Sul fronte della posta elettronica (figura 3, che riporta i dati salienti sulle minacce), invece, la buona notizia è rappresentata da una diminuzione del volume di spam sul totale di traffico email (66% nel 2013 contro 69% dell’anno precedente, per un totale di 29 miliardi di messaggi inviati al giorno), ma le minacce crescono su altri fronti. Aumentano ad esempio le campagne di spear phishing condotte su target sempre più selezionati (si evidenzia infatti un numero di email inferiore), con evidente aumento della pericolosità.
Italia: patria delle botnet, sommersa dallo spam
Ma se questi sono i dati a livello globale, l’Istr di Symantec offre un’interessante panoramica di dettaglio anche sulla situazione della security italiana. Responsabile del 2,35% degli attacchi informatici, il nostro Paese si posiziona al decimo posto nella classifica dei maggiori produttori di malware, capitanata da Stati Uniti (20,33%) e Cina (9,39%), dietro a India, Olanda e Germania, quasi sullo stesso livello di Russia, Regno Unito, Brasile e Taiwan (vedi infografica correlata “Internet Security: il panorama italiano”). Stilando la stessa graduatoria per tipologia di minaccia, l’Italia scende al ventesimo posto per la propagazione di codice malevolo e phishing, al diciannovesimo e al dodicesimo per gli attacchi rispettivamente via web e alle reti, al decimo per la diffusione di spam (eravamo ventunesimi nel 2012) e, infine, al terzo come patria delle botnet per numero di pc-zombie (le botnet sono reti di dispositivi infetti, controllati centralmente e in remoto da un unico sistema per compiere attività illecite).

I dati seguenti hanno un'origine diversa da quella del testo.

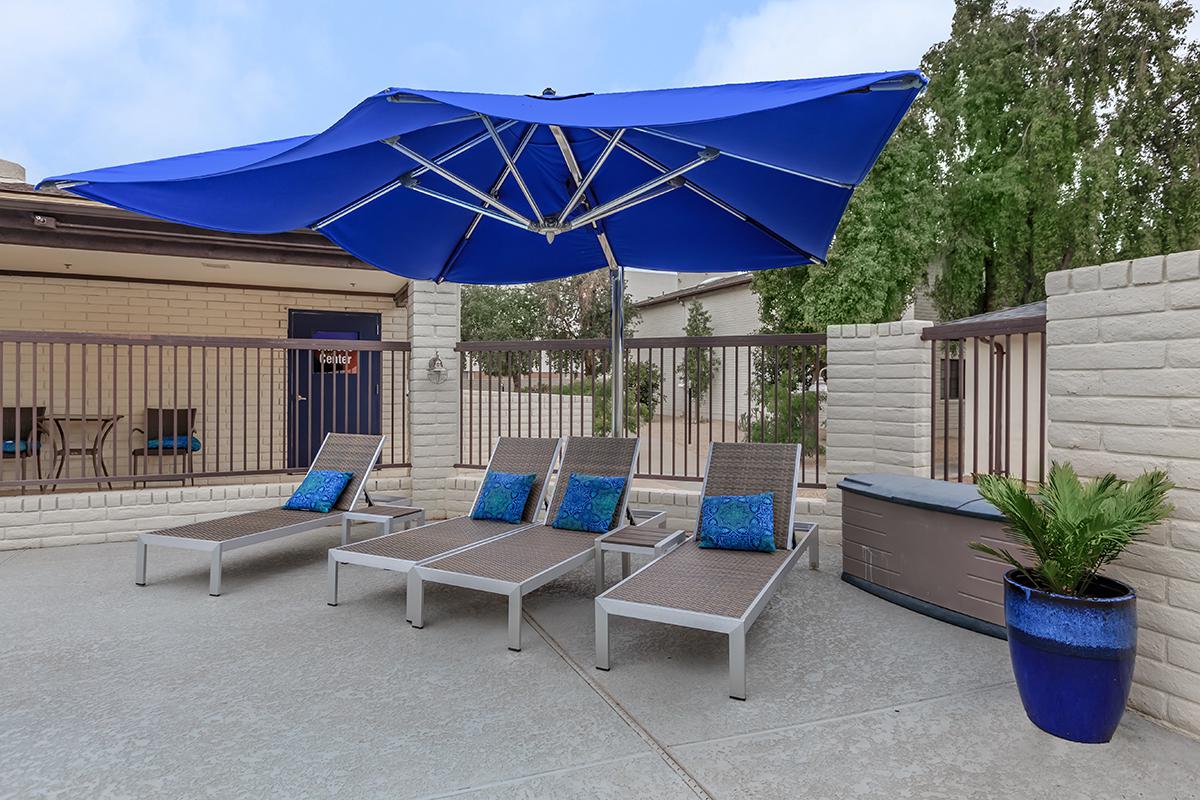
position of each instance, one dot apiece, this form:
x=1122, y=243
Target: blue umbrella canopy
x=499, y=188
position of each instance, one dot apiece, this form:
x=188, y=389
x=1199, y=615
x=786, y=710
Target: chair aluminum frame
x=216, y=549
x=339, y=557
x=514, y=590
x=733, y=626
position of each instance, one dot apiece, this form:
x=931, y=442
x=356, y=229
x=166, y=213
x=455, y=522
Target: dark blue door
x=330, y=389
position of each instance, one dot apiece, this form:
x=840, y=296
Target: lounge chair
x=348, y=452
x=517, y=564
x=403, y=551
x=715, y=589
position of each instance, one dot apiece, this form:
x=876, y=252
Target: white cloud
x=797, y=38
x=118, y=80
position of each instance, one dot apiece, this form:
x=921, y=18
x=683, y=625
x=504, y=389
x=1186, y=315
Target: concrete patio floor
x=108, y=690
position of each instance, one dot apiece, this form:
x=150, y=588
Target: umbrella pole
x=617, y=298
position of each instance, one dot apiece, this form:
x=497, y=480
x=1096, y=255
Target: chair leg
x=599, y=567
x=515, y=620
x=414, y=606
x=738, y=663
x=601, y=638
x=215, y=573
x=139, y=570
x=333, y=579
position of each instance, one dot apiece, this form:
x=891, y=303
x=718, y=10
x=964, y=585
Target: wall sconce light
x=437, y=370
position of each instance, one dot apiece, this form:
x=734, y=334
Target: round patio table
x=89, y=443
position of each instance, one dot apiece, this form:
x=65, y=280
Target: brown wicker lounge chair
x=712, y=589
x=403, y=551
x=348, y=452
x=517, y=564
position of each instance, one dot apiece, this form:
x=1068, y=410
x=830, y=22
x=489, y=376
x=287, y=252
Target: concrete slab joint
x=433, y=330
x=1122, y=379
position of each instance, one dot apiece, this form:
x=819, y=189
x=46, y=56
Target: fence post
x=877, y=413
x=433, y=407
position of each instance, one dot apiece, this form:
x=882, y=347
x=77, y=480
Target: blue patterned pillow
x=174, y=443
x=318, y=491
x=589, y=503
x=738, y=522
x=503, y=497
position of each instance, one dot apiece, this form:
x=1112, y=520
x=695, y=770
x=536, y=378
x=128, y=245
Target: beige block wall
x=877, y=414
x=735, y=312
x=433, y=330
x=253, y=380
x=1123, y=377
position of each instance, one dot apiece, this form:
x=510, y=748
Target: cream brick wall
x=124, y=307
x=1123, y=378
x=94, y=517
x=735, y=312
x=877, y=414
x=433, y=329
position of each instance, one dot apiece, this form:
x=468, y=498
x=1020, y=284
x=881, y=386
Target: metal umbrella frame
x=658, y=144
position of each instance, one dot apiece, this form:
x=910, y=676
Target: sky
x=94, y=83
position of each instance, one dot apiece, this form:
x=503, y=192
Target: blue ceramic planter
x=1072, y=656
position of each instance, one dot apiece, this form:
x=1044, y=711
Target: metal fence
x=681, y=394
x=83, y=409
x=988, y=392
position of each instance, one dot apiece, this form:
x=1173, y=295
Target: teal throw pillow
x=503, y=497
x=318, y=491
x=589, y=503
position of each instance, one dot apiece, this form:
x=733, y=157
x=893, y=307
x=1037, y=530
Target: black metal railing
x=681, y=394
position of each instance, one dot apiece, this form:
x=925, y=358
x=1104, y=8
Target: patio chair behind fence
x=988, y=396
x=681, y=394
x=232, y=394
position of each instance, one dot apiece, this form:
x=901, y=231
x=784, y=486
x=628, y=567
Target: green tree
x=1044, y=142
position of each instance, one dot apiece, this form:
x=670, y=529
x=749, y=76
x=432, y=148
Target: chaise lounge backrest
x=754, y=468
x=525, y=456
x=605, y=457
x=349, y=452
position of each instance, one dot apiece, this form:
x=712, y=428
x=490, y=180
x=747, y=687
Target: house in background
x=114, y=324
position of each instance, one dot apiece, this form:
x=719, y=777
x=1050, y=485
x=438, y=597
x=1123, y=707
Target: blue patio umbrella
x=515, y=188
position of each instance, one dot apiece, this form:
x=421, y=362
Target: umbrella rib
x=462, y=204
x=465, y=185
x=582, y=186
x=819, y=179
x=573, y=167
x=457, y=150
x=627, y=199
x=712, y=198
x=511, y=166
x=474, y=222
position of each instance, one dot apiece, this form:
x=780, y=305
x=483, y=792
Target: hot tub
x=905, y=539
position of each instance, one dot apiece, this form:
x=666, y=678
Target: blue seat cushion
x=503, y=497
x=589, y=503
x=738, y=522
x=318, y=491
x=174, y=443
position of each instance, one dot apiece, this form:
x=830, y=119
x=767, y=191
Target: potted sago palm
x=1073, y=631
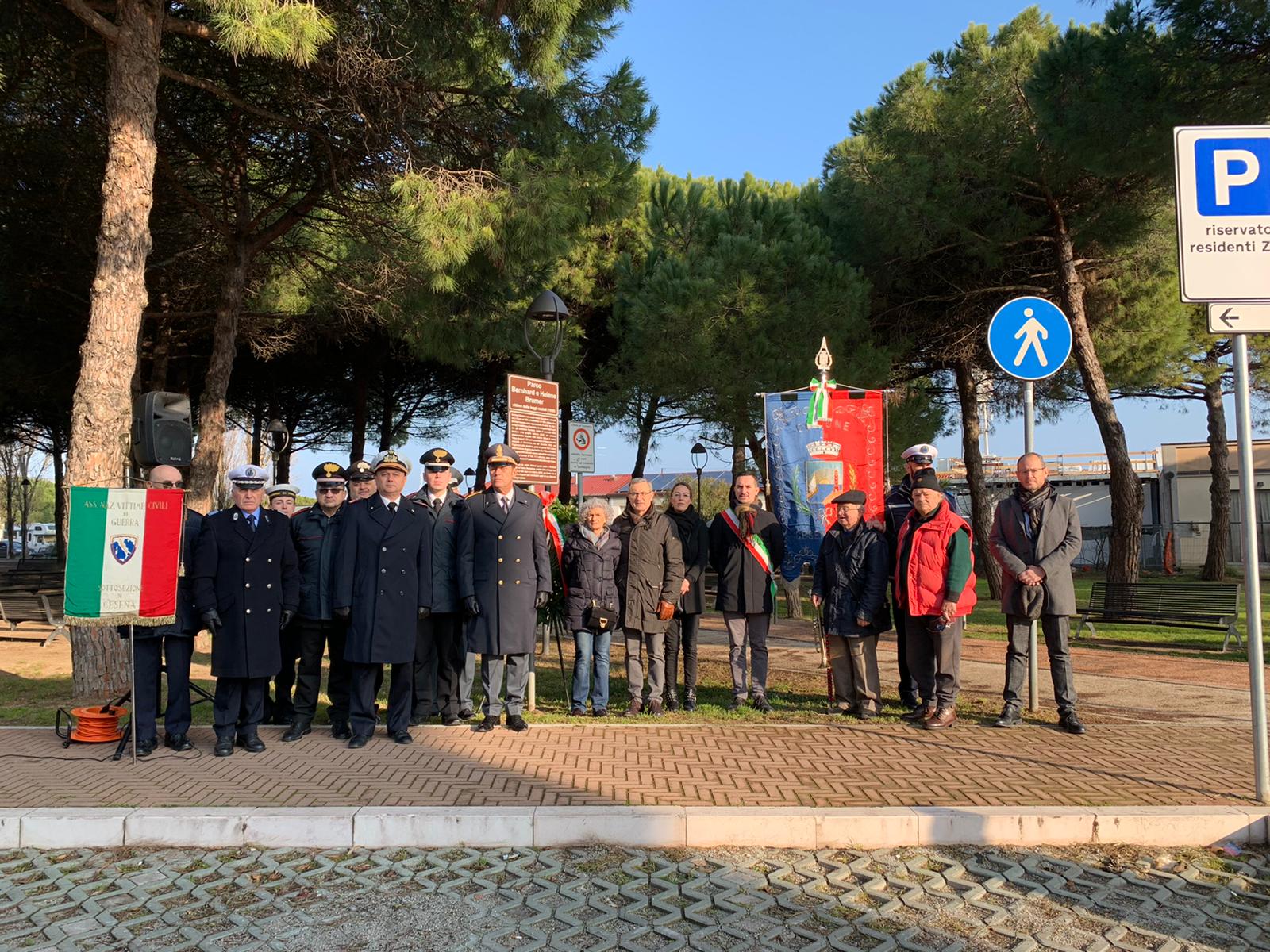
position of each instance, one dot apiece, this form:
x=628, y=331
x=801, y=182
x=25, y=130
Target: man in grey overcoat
x=505, y=577
x=1035, y=536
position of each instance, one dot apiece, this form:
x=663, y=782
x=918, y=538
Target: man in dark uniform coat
x=440, y=649
x=247, y=589
x=171, y=643
x=317, y=535
x=383, y=584
x=505, y=577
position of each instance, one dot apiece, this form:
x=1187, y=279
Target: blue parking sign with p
x=1232, y=177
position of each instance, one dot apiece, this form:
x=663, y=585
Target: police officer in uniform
x=247, y=589
x=173, y=644
x=317, y=533
x=505, y=577
x=361, y=482
x=440, y=651
x=384, y=584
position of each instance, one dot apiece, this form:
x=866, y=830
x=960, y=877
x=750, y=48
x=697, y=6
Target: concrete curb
x=639, y=827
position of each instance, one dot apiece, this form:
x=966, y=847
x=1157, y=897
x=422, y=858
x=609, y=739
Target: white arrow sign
x=1033, y=333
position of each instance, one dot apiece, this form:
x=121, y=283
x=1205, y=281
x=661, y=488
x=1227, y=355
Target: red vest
x=924, y=590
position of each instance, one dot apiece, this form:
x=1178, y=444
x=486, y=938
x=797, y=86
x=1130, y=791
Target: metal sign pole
x=1251, y=569
x=1029, y=447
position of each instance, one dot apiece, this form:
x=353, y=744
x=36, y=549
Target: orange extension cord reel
x=90, y=725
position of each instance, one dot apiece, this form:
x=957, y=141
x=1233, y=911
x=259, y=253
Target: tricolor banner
x=124, y=555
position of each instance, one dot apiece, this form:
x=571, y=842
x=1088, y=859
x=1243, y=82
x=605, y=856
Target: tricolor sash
x=756, y=546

Numeri preoccupanti se si pensa che il 63,8% delle mail in circolo nel Bel Paese è rappresentato dai messaggi di spam: i settori più colpiti sono marketing e media (77,3%) e i servizi professionali (69,6%), seguiti dagli It Services (65%). Per quanto riguarda il phishing, il triste primato spetta sempre agli stessi comparti (contiene un tentativo di phishing una mail su 7,7 dirette alle aziende di marketing/media e su 161,7 inviate alle società di servizi professionali), ma in questo caso diventano target elettivi anche le imprese chimiche e farmaceutiche (una mail su 644,1) e le compagnie del settore minerario e petrolifero (una su 400,7), che rimangono in generale tra i bersagli preferiti degli attacchi malware insieme alle realtà operative in ambito professional services.
Lo spam colpisce più o meno indistintamente con le stesse percentuali le aziende di qualsiasi classe dimensionale, dal professionista alle large enterprise, mentre i tentativi di phishing si concentrano soprattutto sulle aziende sotto i 500 dipendenti oppure tra i 1500 e i 250. Spear phishing e attacchi mirati coinvolgono in particolare le aziende con meno di 500 lavoratori e sopra i 2500; qui sono bersagli prediletti le industrie del settore manifatturiero (il 49,06% delle casistiche), seguite dai settori Trasporti, Comunicazioni, Utility e Sanità (14,47%), Servizi non tradizionali (12,89%) e professionali (10,69%).
Il futuro della cyber security e le best practice aziendali
Lo scenario finora descritto pone un accento importante sulle questioni legate alla privacy e all'affidabilità del web, costringendo gli utenti a rivedere la propria etichetta online in un panorama che, attraverso l'utilizzo di mobile, social media e cloud (ma anche di device intelligenti o semplicemente dotati di Gps), spinge più che mai verso la condivisione consapevole o inconsapevole di dati e file personali, che potrebbero finire nelle mani sbagliate.
Nel 2014 le organizzazioni di social networking cercheranno di offrire maggiori garanzie di privacy ai propri utenti, tentando di recuperare la fiducia persa a causa delle troppe violazioni e truffe. Le soluzioni di encryption a protezione del dato e le tecnologie Vpn (Virtual private network) – per consentire una navigazione Wi-Fi sicura da mobile oppure per evitare la trasmissione di dati personali durante il surfing – saranno sempre più utilizzate.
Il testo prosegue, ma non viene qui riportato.